Acórdão nº 3698/09.0TBVFX.L1-6 de Tribunal da Relação de Lisboa, 08 de Março de 2018

Magistrado Responsável:MARIA DE DEUS CORREIA
Data da Resolução:08 de Março de 2018
Emissor:Tribunal da Relação de Lisboa

Decisão Texto Parcial:


Acordam na 6.ª secção do Tribunal da Relação de Lisboa: I-RELATÓRIO A. M. R. da S. C. T. G. intentou ação declarativa, sob forma de processo comum, contra: Novarea – Obras Públicas e Privadas, Lda. e A. J. M. dos S., todos melhor identificados nos autos, pedindo a anulação da procuração outorgada pela A. e pelo seu marido no Segundo Cartório Notarial de Almada declarando-se a nulidade da transmissão do prédio para o Réu A. S. e o cancelamento do registo ou, em alternativa, deve proceder a impugnação pauliana, anulando-se de igual modo a referida transmissão.

Alega, para tanto, que emitiu, conjuntamente com o seu marido, uma procuração irrevogável a favor da R. Novarea, mas apenas com a intenção de permitir ao sócio gerente da mesma, o Sr. A. S., obter um empréstimo bancário, a fim de lhes pagar o remanescente do preço de um prédio que prometeu comprar-lhes e assim celebrarem a escritura de compra e venda.

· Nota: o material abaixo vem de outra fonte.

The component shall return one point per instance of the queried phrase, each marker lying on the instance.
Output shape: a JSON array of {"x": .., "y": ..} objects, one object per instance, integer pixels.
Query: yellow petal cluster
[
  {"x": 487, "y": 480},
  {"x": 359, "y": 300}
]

No entanto, veio mais tarde a verificar que o prédio se encontrava registado em nome do Réu A. S., e que a transferência de propriedade foi feita com base no substabelecimento feito pela R. Novarea no Réu A. S., o qual foi precedido de um contrato promessa de compra e venda do prédio, celebrado entre os RR..

Ao outorgar a procuração que está na base da transmissão do prédio para o Réu A. S., a A. e o seu marido atuaram em erro, sendo tal negócio jurídico anulável, nos termos do art. 247º do CC.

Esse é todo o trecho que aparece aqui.